Fitzgerald also claimed in a statement that her group helped defeat GOP Rep. Renee Ellmers’ bid for re-election to the state’s 2nd Congressional District. Ellmers angered conservative groups after being credited with derailing a pro life bill in 2015. The coalition claims it knocked on 12,217 doors to defeat Ellmers during the primary.
Gov. Pat McCrory’s defeat in his bid for re-election was blamed on his support for HB2. However, Fitzgerald claims he was the victim of a campaign “orchestrated by radical forces outside North Carolina that poured millions of dollars into the state to ‘eviscerate’ our state’s leaders and fundamentally change our state’s values.”

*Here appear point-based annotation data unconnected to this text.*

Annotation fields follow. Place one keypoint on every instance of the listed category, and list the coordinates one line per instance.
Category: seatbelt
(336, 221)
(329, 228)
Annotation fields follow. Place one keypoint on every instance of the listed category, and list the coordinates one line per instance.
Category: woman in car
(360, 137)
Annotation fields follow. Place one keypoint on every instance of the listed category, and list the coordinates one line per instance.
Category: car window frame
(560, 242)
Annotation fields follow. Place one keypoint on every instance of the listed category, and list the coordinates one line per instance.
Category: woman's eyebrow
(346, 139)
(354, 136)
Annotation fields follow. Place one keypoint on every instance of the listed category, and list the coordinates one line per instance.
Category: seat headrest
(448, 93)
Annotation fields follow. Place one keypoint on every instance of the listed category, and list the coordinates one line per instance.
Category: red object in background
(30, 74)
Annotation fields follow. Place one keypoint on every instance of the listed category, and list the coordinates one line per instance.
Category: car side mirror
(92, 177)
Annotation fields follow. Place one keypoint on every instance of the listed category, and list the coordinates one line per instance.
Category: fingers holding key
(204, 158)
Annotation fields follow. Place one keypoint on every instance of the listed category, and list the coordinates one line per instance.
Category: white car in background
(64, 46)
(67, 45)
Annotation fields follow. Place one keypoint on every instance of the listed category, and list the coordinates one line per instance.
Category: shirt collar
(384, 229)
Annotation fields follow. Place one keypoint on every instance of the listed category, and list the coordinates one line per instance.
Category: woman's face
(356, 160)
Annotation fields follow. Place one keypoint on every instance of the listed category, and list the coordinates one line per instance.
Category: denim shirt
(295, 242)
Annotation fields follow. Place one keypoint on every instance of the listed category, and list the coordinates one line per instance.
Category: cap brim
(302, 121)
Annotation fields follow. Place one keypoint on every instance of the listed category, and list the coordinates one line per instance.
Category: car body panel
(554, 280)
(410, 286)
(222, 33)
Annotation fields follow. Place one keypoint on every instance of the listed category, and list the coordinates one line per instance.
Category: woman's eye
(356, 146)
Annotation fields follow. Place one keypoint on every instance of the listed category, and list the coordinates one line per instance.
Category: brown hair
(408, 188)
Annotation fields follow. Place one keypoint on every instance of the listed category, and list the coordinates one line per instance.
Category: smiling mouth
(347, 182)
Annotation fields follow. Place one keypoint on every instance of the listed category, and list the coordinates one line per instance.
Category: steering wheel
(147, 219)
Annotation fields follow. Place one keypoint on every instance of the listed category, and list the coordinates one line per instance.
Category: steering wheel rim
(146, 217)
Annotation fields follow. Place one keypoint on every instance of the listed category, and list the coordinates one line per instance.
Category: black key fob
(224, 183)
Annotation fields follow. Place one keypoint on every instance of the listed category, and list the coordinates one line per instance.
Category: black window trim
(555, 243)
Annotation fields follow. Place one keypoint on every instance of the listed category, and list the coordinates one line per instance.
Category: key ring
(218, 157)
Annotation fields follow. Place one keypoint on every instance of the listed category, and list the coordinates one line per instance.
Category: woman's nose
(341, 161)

Among the “radical” groups cited specifically for McCrory’s defeat is the Human Rights Campaign.
The Human Rights Campaign and Equality NC were among the high profile groups pushing for HB2’s repeal. However, neither has released a statement about donations that resulted from their work. Emails to those groups were not immediately returned Thursday.
State leaders blamed Charlotte for the passage of HB2, which was created in response to the city’s passage of a policy giving civil rights protections to the LGBT community. The city ordinance had no stipulations regarding restrooms, but was criticized by conservative and religious groups because it would allow transgender people to use the restroom of their gender identity.
Critics, including Fitzgerald, said Charlotte’s law would allow heterosexual men to go into women’s restrooms and commit crimes.
“We continue to encourage our leaders to never sacrifice the privacy, safety, or freedom of young girls by forcing them to use the bathroom, shower, or change clothes with grown men just to satisfy the demands of greedy businesses, immoral sports organizations, or angry mobs,” Fitzgerald said after the repeal of HB2 was defeated this month.